A primeira prende-se com um direito que, na sociedade de informação em que vivemos, é elementar: o acesso a rede de telemóvel e de Internet em qualquer ponto do país. É impensável continuarmos a ter aldeias inteiras desligadas do mundo. [Mas] Mais de metade do concelho está nas chamadas zonas sombra, desigualdade que foi muito evidente durante a pandemia. Muitas pessoas não puderam vir para Proença-a-Nova em teletrabalho porque não havia forma de o fazerem a partir das suas casas. E muitas outras, acredito, ainda não se mudaram definitivamente para cá pela mesma razão. Com emigrantes proencenses espalhados por todo o mundo, nem todos conseguem contactar a família utilizando ferramentas que estreitam distâncias e tornam o longe perto. Além disso, os dispositivos de teleassistência ou a telemedicina esbarram nesta falta de rede, só para nomear alguns desafios. Enquanto muitos locais no país se destacam por implementarem projetos que lhes vão dando o título de smart cities, nós, por aqui, continuamos a reivindicar por este direito básico.
“O despovoamento do território é, atualmente, a minha principal preocupação. O risco de extinção é real e norteia a estratégia que estamos a desenvolver há praticamente 20 anos.”

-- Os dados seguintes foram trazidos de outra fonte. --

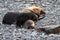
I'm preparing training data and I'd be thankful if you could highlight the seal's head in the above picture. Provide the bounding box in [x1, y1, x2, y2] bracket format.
[23, 20, 35, 29]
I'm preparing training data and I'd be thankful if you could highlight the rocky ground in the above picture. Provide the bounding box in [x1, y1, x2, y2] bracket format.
[0, 0, 60, 40]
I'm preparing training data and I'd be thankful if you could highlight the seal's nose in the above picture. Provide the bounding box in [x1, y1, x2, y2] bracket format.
[28, 26, 34, 29]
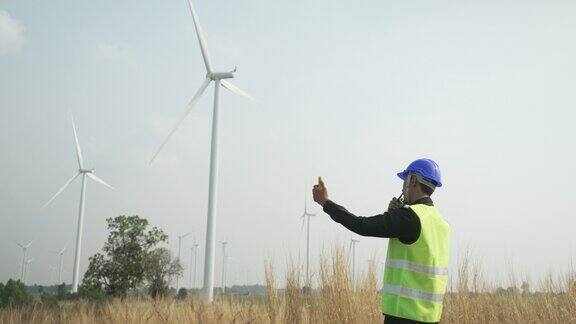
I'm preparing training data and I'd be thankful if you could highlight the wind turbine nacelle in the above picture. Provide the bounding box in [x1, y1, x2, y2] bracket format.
[208, 72, 234, 80]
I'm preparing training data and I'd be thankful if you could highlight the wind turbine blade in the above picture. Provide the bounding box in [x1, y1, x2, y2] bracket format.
[26, 239, 36, 248]
[14, 241, 24, 249]
[188, 0, 212, 73]
[150, 78, 212, 164]
[86, 173, 114, 189]
[42, 172, 80, 208]
[70, 114, 84, 169]
[220, 80, 256, 101]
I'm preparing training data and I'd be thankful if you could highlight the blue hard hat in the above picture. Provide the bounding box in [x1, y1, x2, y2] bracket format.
[398, 159, 442, 187]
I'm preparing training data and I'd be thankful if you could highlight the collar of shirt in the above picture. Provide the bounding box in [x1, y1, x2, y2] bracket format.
[412, 197, 434, 206]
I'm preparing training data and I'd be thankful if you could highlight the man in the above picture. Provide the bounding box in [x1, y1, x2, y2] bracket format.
[312, 159, 450, 324]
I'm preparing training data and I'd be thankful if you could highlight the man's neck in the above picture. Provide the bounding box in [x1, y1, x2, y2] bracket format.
[410, 193, 430, 204]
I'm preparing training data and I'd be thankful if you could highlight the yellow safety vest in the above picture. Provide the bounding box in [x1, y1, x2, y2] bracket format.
[381, 204, 450, 322]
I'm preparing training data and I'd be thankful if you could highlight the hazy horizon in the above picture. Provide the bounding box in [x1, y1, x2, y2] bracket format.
[0, 0, 576, 286]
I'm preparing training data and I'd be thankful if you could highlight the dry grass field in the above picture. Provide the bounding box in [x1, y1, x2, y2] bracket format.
[0, 248, 576, 323]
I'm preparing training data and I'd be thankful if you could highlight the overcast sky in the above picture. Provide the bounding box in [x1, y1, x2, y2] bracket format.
[0, 0, 576, 285]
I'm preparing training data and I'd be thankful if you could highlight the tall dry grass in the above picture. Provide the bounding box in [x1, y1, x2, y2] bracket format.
[0, 247, 576, 323]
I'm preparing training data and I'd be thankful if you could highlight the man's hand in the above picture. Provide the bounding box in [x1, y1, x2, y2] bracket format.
[388, 197, 404, 211]
[312, 177, 328, 206]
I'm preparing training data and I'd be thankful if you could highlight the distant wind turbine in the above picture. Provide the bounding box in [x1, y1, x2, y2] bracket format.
[22, 259, 34, 285]
[176, 232, 192, 291]
[14, 240, 34, 282]
[190, 241, 199, 289]
[150, 0, 253, 302]
[50, 245, 66, 284]
[348, 238, 360, 285]
[42, 116, 114, 293]
[300, 191, 316, 287]
[220, 241, 228, 294]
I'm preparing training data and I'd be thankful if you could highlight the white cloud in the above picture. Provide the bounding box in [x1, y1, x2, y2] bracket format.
[0, 10, 25, 55]
[98, 42, 138, 67]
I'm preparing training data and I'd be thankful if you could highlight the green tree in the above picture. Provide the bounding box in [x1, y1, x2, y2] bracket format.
[82, 216, 168, 297]
[0, 279, 32, 307]
[176, 288, 188, 300]
[56, 283, 68, 300]
[145, 248, 183, 298]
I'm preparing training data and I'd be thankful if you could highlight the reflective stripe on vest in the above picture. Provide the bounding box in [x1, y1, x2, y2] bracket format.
[386, 259, 448, 276]
[382, 284, 444, 303]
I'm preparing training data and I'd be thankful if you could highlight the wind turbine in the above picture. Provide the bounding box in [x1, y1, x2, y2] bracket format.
[176, 232, 192, 291]
[50, 245, 66, 284]
[150, 0, 253, 302]
[220, 241, 228, 295]
[348, 238, 360, 285]
[190, 242, 199, 289]
[22, 259, 34, 285]
[14, 240, 34, 282]
[42, 116, 114, 293]
[300, 191, 316, 287]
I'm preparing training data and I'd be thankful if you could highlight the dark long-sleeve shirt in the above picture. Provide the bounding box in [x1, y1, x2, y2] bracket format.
[324, 197, 434, 324]
[324, 197, 434, 244]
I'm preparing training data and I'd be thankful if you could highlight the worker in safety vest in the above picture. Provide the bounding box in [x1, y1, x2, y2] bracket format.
[312, 159, 450, 324]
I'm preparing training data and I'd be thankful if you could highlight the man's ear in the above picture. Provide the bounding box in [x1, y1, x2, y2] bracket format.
[409, 176, 418, 187]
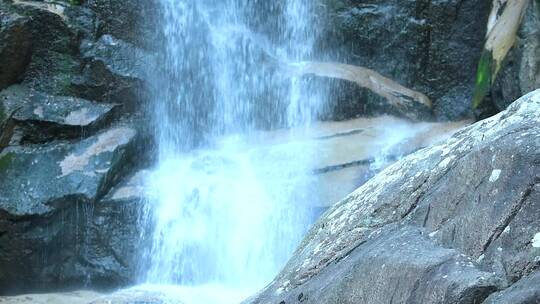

Uma segunda medida tem a ver com a biodiversidade destes territórios, assente na nossa floresta que, por diversas razões – incluindo o despovoamento do território –, tem sido fustigada por sucessivos ciclos de incêndios que nos obrigam a repensar o atual modelo de gestão. Ainda que estejam a ser dados importantes passos para termos uma floresta a gerar riqueza para os respetivos proprietários e para a região, defendo que é necessário dar mais um passo em frente para trazer mudanças significativas à nossa realidade: avançar com o pagamento das externalidades positivas da floresta. Na prática, a ideia é que quem tivesse um terreno recebesse um pagamento, num valor justo e proporcional ao benefício, por cuidar das árvores que são responsáveis pelo sequestro de carbono, pela beneficiação dos solos, entre muitas outras mais valias. Desta forma, questões problemáticas como a falta de cadastro, o abandono das terras ou a diminuição de pastagens ou de terrenos utilizados para a agricultura poderiam ganhar um novo impulso no sentido da sua solução.
Ultrapassadas estas duas questões que menciono, seremos ainda mais atrativos no contexto nacional, dando passos significativos para aumentarmos a nossa população e a massa crítica no concelho. Com quem vai chegando, vamos, a cada momento, construindo uma identidade coletiva, em constante mudança, que é herdeira de todos aqueles que nos antecederam e que também nos ajudam a projetar um horizonte de esperança e de resiliência.
As opiniões expressas são da responsabilidade dos autores e não reflectem necessariamente as ideias da revista Smart Cities.